RFC 1866: Hypertext Markup Language - 2.0 from November 1995. The example form submission contains exactly what we're talking about here. This feature remains in all newer versions, including the latest HTML 5 draft.

elfs From: elfs Date: October 27th, 2010 05:59 pm (UTC) (Link)
Specifically, section of RFC 1866 covers this detail:
An <INPUT> element with `TYPE=CHECKBOX' represents a boolean choice.
A set of such elements with the same name represents an n-of-many choice field.
Section 8.2.4 outlines form processing and is explicit in describing multiple name/value pairs being treated in a key/value-array fashion. Although this operation is described mostly in the context of n-of-many choices, the contents of the values are free-form within the constraints of form processing, and no requirements are placed on the server to distinguish between checkboxes and other form elements using the same facility.

Frank appears to be confusing a common (but not universal) operation of the "equals" symbol as found in many (but not all) programming languages (see: Scheme, Pascal, Erlang, among others) with section 8.2.4's specialized (but linguistically acceptible) compromise with respect to the tokenization of CGI arguments.
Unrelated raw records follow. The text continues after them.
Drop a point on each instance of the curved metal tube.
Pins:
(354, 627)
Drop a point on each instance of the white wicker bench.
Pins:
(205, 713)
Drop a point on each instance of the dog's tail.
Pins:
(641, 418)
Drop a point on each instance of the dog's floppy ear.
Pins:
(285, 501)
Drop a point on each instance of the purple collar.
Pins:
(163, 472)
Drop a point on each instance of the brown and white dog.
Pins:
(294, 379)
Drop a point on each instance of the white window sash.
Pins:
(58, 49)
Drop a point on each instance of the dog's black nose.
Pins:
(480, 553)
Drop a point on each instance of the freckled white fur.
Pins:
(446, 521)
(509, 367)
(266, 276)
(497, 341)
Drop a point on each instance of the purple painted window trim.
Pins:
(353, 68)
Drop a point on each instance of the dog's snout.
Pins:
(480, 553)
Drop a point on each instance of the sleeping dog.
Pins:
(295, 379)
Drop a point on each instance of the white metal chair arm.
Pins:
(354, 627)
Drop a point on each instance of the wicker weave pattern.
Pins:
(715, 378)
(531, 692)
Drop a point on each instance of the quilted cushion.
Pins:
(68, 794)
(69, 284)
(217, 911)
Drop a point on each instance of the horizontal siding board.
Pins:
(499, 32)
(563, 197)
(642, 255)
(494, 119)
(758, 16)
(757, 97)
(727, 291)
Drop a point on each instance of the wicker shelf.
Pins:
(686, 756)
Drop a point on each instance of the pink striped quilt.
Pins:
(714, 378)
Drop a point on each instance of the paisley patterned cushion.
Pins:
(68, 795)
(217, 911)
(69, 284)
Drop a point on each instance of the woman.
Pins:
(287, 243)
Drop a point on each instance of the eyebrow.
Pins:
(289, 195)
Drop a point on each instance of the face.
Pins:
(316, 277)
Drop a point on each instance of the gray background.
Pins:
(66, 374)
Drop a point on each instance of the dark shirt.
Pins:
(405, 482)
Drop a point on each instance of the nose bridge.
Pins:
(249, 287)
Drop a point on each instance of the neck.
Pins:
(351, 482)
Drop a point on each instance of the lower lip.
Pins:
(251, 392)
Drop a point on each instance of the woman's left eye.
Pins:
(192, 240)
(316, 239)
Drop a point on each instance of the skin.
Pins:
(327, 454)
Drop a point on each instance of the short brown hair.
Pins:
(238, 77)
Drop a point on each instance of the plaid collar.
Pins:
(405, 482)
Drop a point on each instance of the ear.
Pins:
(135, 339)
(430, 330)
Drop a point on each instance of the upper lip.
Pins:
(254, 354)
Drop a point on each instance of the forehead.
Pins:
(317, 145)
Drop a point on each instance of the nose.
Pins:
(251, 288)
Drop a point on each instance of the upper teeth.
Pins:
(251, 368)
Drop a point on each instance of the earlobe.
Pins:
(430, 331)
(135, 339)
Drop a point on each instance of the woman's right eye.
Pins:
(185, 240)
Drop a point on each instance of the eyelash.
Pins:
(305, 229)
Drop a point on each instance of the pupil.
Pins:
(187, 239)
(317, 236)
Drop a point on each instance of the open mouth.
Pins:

Edited at 2010-10-27 06:02 pm (UTC)
(Deleted comment)
elfs From: elfs Date: October 29th, 2010 03:28 pm (UTC) (Link)
It's also important to know that order of the name/value pairs is "exactly as they appear in the DOM at the time of submission." This is really useful if you're dynamically adding to your form. I had to do that for my movie company, where we were adding Actor/Role pairs. Since it's hard to know how many actors there are in a movie, I dynamically added a new (blank) pair using Javascript to the bottom of the fieldset with every entry. Browsers that supply javascript honor the strict order, and it was easy to find the actor/role pair by index.